Il grande sarcofago è costituito da quattro elementi lapidei, un coperchio, il fronte e due fianchi.
Il rilievo sul fronte rappresenta, con una narrazione che procede da sinistra verso destra, tre momenti di vita di un personaggio loricato raffigurato come appartenente ad alti ranghi dell’esercito romano. Al centro appare un camillo, un vittimario e un popa che attendono a un sacrificio rituale, allusivo alla Pietas, forse da identificare con il sacrificium che il legatus Augusti propretore celebrava prima di partire per la provincia a lui assegnata. A sinistra è la figura della Virtù in forma di Victoria alata acefala, seguita dalla scena simbolica della Clementia verso i vinti; a destra è raffigurato il matrimonio simboleggiato dalla dextrarum iunctio, cui allude la personificazione della Concordia. Così nel fronte compaiono l’allegoria delle quattro Virtù cardinali romane, proprie dell’iconografia imperiale. Il coperchio ha per tema le Divinità capitoline e reca negli angoli acroteriali due mascheroni. Sul fianco sinistro sono scolpiti Due offerenti e un camillo e su quello destro un Vittimario con il toro.
La storia della pregevole opera, da quando giunge a Sabbioneta nella collezione di Vespasiano Gonzaga, è in tutto analoga a quella del sarcofago raffigurante le scene del Sacco di Troia (cat. 9a).
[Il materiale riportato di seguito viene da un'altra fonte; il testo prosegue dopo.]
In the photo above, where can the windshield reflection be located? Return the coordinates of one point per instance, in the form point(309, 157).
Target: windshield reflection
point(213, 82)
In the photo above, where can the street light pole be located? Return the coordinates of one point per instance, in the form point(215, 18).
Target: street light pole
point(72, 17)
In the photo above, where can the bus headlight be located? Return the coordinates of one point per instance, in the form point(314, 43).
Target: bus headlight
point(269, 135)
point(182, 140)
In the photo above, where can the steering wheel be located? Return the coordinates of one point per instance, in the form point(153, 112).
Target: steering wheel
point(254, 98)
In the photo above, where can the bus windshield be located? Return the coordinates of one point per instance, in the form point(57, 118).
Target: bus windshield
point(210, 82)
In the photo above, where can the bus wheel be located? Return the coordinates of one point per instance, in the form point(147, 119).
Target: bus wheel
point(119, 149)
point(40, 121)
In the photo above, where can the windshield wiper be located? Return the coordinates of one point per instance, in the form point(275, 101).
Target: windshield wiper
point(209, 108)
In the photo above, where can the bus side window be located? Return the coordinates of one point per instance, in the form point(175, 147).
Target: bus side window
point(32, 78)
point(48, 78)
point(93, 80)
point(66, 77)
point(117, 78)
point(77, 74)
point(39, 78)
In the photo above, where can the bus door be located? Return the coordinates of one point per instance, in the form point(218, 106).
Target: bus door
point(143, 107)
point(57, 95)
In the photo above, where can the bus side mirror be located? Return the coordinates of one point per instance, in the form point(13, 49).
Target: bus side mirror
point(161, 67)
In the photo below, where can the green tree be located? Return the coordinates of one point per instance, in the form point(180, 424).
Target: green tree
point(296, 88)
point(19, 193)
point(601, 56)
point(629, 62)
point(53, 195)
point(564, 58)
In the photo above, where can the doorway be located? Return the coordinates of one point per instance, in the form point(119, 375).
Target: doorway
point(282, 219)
Infatti è certa la provenienza da Sabbioneta dei marmi che attualmente lo compongono; i materiali sono citati nell’elenco del 1774 redatto da Antonio Maria Romenati, anche se la critica è discorde circa la reale pertinenza di tutti i rilievi al medesimo sarcofago. Matteo Borsa, direttore del Museo Statuario nel Palazzo degli Studi dopo la morte di Giovanni Girolamo Carli nel 1786, tiene in grandissima considerazione il fronte, esposto nella prima campata del museo, paragonandolo ai rilievi della Colonna Traiana e a un rilievo di soggetto analogo murato a Villa Medici sul lato verso il giardino. Il coperchio è collocato nell’età dell’ordinamento settecentesco invece nella ventitreesima campata e non viene messo in relazione col fronte. Analoga la posizione di Giovanni Labus che ipotizza la provenienza della lastra maggiore dall’arco Veri et Marci Augustorum di Roma, il cosiddetto Arco di Portogallo, edificato sulla via Lata, presso San Lorenzo in Lucina, senza associare il coperchio al medesimo manufatto.
Per quanto riguarda i fianchi non ne viene fatta menzione e anche Leandro Ventura si dissocia da Alda Levi affermando che l’attuale ricomposizione, avvenuta negli anni Venti del Novecento, non è corretta, poiché questi due elementi non apparterrebbero allo stesso manufatto, differenti per stile e dimensioni.
In realtà nel corso del presente intervento di restauro si è potuta verificare la congruenza dei fianchi al fronte perché sul rilievo di sinistra, su cui sono raffigurati Due offerenti e un camillo vi è la prosecuzione dell’ala della Vittoria posta all’estremità sinistra del fronte. Inoltre, il marmo del fianco destro, su cui è rappresentato il Vittimario con il toro, si inserisce perfettamente nel fronte tanto che parte del panneggio dietro la paraninfa è scolpito proprio su quest’ultimo. Inoltre il materiale costitutivo, un marmo greco a cristalli grossi, è il medesimo per tutti e tre gli elementi lapidei. Per quanto riguarda l’altezza dei rilievi, si ritiene probabile che lo smembramento del sarcofago e le successive rilavorazioni ne possano aver modificato le altezze. Il sarcofago detto ‘del generale’ si presentava rimontato con le stesse modalita di quello raffigurante il Sacco di Troia (cat. 9a), ma le dimensioni e la delicatezza del manufatto ne hanno impedito lo smontaggio. Le operazioni effettuate all’interno e all’esterno sono state le medesime di quelle eseguite per il sarcofago con il Sacco di Troia (cat. 9a). L’intervento di nuovi incollaggi e di ricostruzioni di importanti lacune nel caso del sarcofago in esame è stato più complesso e delicato di quello eseguito sugli altri due manufatti (catt. 9a e 9c).